All regular expression engines follow these two rules:
- leftmost matches are found first
Target strings are searched starting at the first character and continues until the last - once a match is found, the engine is done
- standard quantifiers are "greedy"
Regular expression quantifiers direct the engine as to how many times something can be repeated - the standard quantifiers try to match as many times as possible
When working with Regular Expressions, it is important to know the engine type. There are two classes of engines:
- Deterministic Finite Automaton (DFA)
- Nondeterministic Finite Automaton (NFA)
In general, DFA engines are faster, but lack capturing, lookaround, and nongreedy quantifiers.
DFA engines simply compares each character in the target to the regular expression. Without support for capture or lookaround, each character is only compared once making DFA engines the fastest.
Note: The alternation (|) metasequence always matches the longest option
There are two types of NFA engines: Traditional and POSIX:
Traditional NFA Engines
Traditional NFA engines compare each element of the regex to the target string, keeping track of positions where it between two options in the regex.
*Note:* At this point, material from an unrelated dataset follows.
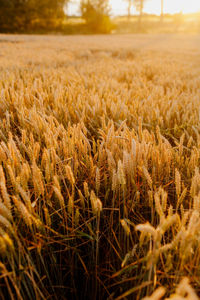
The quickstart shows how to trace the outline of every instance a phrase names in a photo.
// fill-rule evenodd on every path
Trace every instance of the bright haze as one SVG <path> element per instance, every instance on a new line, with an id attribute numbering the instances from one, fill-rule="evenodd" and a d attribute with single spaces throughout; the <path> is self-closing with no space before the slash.
<path id="1" fill-rule="evenodd" d="M 112 15 L 126 15 L 127 14 L 126 0 L 110 0 Z M 144 12 L 149 14 L 160 14 L 161 0 L 147 0 L 144 6 Z M 175 13 L 195 13 L 200 11 L 199 0 L 164 0 L 164 12 L 169 14 Z M 136 13 L 134 7 L 132 7 L 132 14 Z M 69 4 L 69 15 L 79 15 L 79 1 Z"/>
If any option fails, the engine works backwards to the last saved position.
For standard quantifiers, the engine chooses the greedy option first. If the option fails, the engine returns to the saved position and tries any less greedy options.
For alternation, the traditional NFA engine tries each option sequentially.
POSIX NFA Engines
POSIX NFA engines are similar to Traditional NFA engines with one exception: a POSIX engine always chooses the longest of the lestmost matches.